At the same time, Alpharel was rocked by disputes between its founder, Michael McGovern, and other executives over who would control the company. McGovern remains an Alpharel director and its biggest stockholder with a 14.5% stake, according to Alpharel’s latest proxy material.

Advertisement

The changes in Alpharel’s executive suite have continued recently. In late April, John A. Fasching resigned as president and chief executive, and his responsibilities were assumed by Bruce. Robert J. Shea, executive vice president and head of marketing, left in February. The company laid off 19 of its 59 workers in January.

Alpharel’s sales, which totaled $12.1 million in 1987, dropped to only $4.4 million last year. During those three years, the company rolled up losses totaling $32.5 million.
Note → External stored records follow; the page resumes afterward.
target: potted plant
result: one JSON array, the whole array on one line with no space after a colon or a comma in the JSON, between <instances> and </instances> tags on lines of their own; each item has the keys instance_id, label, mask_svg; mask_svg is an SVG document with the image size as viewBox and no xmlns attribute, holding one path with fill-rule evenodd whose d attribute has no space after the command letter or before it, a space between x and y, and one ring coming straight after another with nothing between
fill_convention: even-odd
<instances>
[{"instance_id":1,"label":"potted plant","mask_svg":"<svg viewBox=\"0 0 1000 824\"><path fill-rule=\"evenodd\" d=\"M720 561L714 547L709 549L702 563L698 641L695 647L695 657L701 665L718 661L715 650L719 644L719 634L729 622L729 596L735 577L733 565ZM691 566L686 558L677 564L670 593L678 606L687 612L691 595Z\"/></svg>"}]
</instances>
It was more of the same in this year’s first quarter: a $313,000 loss on sales of only $1.1 million, although the loss was much narrower than the $2.2-million first-quarter loss Alpharel had a year earlier.

Meanwhile, the company’s net worth--its assets minus its debts--plunged to $7.4 million as of Dec. 31 from $21.1 million a year earlier. And Alpharel’s stock, which stood at $3 a share at year-end 1987, now trades for about 30 cents.

Alpharel has been looking for outside help. In January it hired an investment banking firm to search for a buyer or major investor that could give Alpharel much-needed cash. But none has surfaced to date.

“We feel we can get there a lot quicker with an infusion of capital,” Bruce said. In the meantime, he said, Alpharel’s work force is more optimistic because some customers that already purchased Alpharel equipment have ordered additional products to upgrade their systems.

Whether Alpharel can secure a significant number of new customers is another matter, but for now, the focus is on Alpharel’s survival. Said Bruce, “I see that we can make it.”